Author Lionel van Rey

VAT deduction has always been an important topic for holding companies. The rules concerning the circumstances in which VAT on purchases is deductible are complex and continuously in development.

Last month another development was added to the long list of cases about this topic. In the Portuguese Sonaecom case before the EU Court of Justice, the Advocate General analyzed the question whether a holding company was entitled to deduct VAT on costs. In the situation at hand it concerned a holding company that incurred the costs to raise capital for the acquisition of shares in another company to which it intended to provide management services after the acquisition was completed. However, the acquisition never materialized and the holding company ended up re-allocating the raised capital by issuing an interest bearing loan to another group company. The issuance of a loan is a tax exempt activity that generally does not allow for VAT recovery. The questions before the EU Court of Justice revolve around whether the VAT deduction claimed by the holding company is justifiable.

It is established case law that a holding company that is not actively engaged in economic activities generally does not have the right to claim back VAT on costs.
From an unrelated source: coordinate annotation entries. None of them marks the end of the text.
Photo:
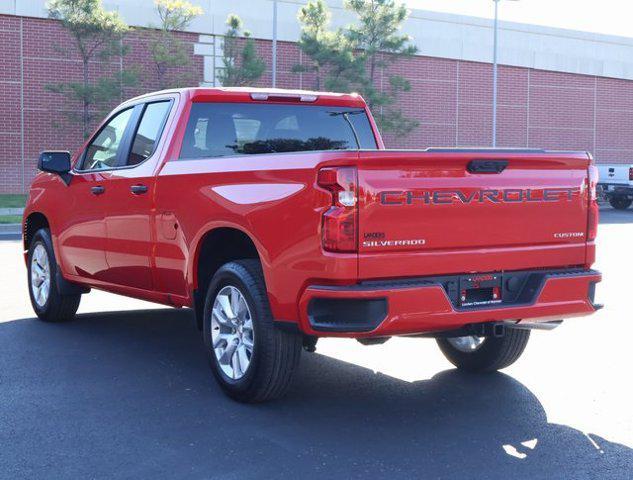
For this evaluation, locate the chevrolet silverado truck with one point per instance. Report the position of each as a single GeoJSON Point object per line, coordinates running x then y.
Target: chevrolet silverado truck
{"type": "Point", "coordinates": [616, 185]}
{"type": "Point", "coordinates": [279, 217]}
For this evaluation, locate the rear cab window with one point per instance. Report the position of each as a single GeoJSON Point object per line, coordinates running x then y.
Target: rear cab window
{"type": "Point", "coordinates": [226, 129]}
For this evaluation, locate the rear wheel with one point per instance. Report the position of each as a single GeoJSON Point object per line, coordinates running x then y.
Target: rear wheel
{"type": "Point", "coordinates": [251, 359]}
{"type": "Point", "coordinates": [49, 305]}
{"type": "Point", "coordinates": [485, 354]}
{"type": "Point", "coordinates": [620, 203]}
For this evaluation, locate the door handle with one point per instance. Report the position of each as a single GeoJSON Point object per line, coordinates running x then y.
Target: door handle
{"type": "Point", "coordinates": [138, 189]}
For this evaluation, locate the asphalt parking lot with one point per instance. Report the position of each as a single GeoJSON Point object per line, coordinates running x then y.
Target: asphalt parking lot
{"type": "Point", "coordinates": [125, 392]}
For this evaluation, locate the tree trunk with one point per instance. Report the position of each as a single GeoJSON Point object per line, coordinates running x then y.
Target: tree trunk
{"type": "Point", "coordinates": [86, 102]}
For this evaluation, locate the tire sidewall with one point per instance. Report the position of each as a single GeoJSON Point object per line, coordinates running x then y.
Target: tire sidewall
{"type": "Point", "coordinates": [470, 360]}
{"type": "Point", "coordinates": [42, 237]}
{"type": "Point", "coordinates": [230, 276]}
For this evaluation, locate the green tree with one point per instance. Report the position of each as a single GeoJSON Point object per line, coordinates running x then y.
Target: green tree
{"type": "Point", "coordinates": [331, 54]}
{"type": "Point", "coordinates": [378, 39]}
{"type": "Point", "coordinates": [242, 66]}
{"type": "Point", "coordinates": [167, 50]}
{"type": "Point", "coordinates": [97, 34]}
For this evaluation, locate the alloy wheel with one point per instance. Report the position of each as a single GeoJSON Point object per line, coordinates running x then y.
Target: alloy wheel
{"type": "Point", "coordinates": [232, 333]}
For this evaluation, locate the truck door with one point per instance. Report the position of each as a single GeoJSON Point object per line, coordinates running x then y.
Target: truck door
{"type": "Point", "coordinates": [130, 210]}
{"type": "Point", "coordinates": [82, 235]}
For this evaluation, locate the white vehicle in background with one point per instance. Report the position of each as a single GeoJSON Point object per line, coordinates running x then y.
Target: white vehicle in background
{"type": "Point", "coordinates": [616, 183]}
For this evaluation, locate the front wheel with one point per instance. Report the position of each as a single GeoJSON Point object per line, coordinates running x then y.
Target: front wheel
{"type": "Point", "coordinates": [485, 354]}
{"type": "Point", "coordinates": [620, 203]}
{"type": "Point", "coordinates": [251, 359]}
{"type": "Point", "coordinates": [48, 303]}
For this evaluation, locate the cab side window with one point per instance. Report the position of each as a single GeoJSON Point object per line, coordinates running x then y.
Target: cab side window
{"type": "Point", "coordinates": [103, 151]}
{"type": "Point", "coordinates": [148, 132]}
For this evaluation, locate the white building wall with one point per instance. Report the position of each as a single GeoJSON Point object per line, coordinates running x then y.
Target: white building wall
{"type": "Point", "coordinates": [435, 34]}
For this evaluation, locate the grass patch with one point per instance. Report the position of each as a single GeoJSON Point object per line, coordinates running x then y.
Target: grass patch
{"type": "Point", "coordinates": [5, 219]}
{"type": "Point", "coordinates": [10, 200]}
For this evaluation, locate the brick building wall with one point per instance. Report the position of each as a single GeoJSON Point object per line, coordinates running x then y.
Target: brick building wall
{"type": "Point", "coordinates": [451, 99]}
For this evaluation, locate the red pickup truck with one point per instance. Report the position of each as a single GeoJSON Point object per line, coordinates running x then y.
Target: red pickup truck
{"type": "Point", "coordinates": [279, 217]}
A passive holding company does not qualify as a VAT taxable person.

The complexity around the deduction of VAT on costs gravitates around situations in which holding companies (intend to) perform VATable economic activities besides their so called ‘non-economic activity’ of merely acquiring and holding shares in other companies. Such ‘mixed’ holding companies generally do qualify as VAT taxable persons, but the question remains to what extent they are allowed to deduct VAT on costs incurred. In the case at hand the Advocate General was of the opinion that VAT was not deductible on a portion of the costs, because these costs were ultimately made in relation to the VAT exempt issuance of a loan instead of for the initially intended VATable management services (which never happened).

We will have to await the ruling of the EU Court of Justice to see if the Advocate-General’s opinion about the limitation of VAT deduction will be followed, but it is safe to say that the outcome of this case will cause renewed scrutiny on the way holding companies deal with VAT recovery. Increased scrutiny by the tax authorities may in our opinion also be propelled by the prospect of a prolonged economic recession during which governments will be on the lookout for effective ways to balance their budgets.

It is not unfathomable that, in these times of Corona crisis and increased economic uncertainty, companies abort or adjust their original investment strategies and re-allocate funds to different ends. Such re-allocations may have an adverse VAT impact and, therefore, it is in our view wise to be mindful of this.

For any holding company (mixed or passive) we deem it crucial that its VAT recovery position is carefully looked at and, where possible, enhanced to minimize the risk of VAT deduction corrections. The deduction of VAT by holding companies is a contentious topic, but often there is scope for optimization of a holding company’s VAT recovery position.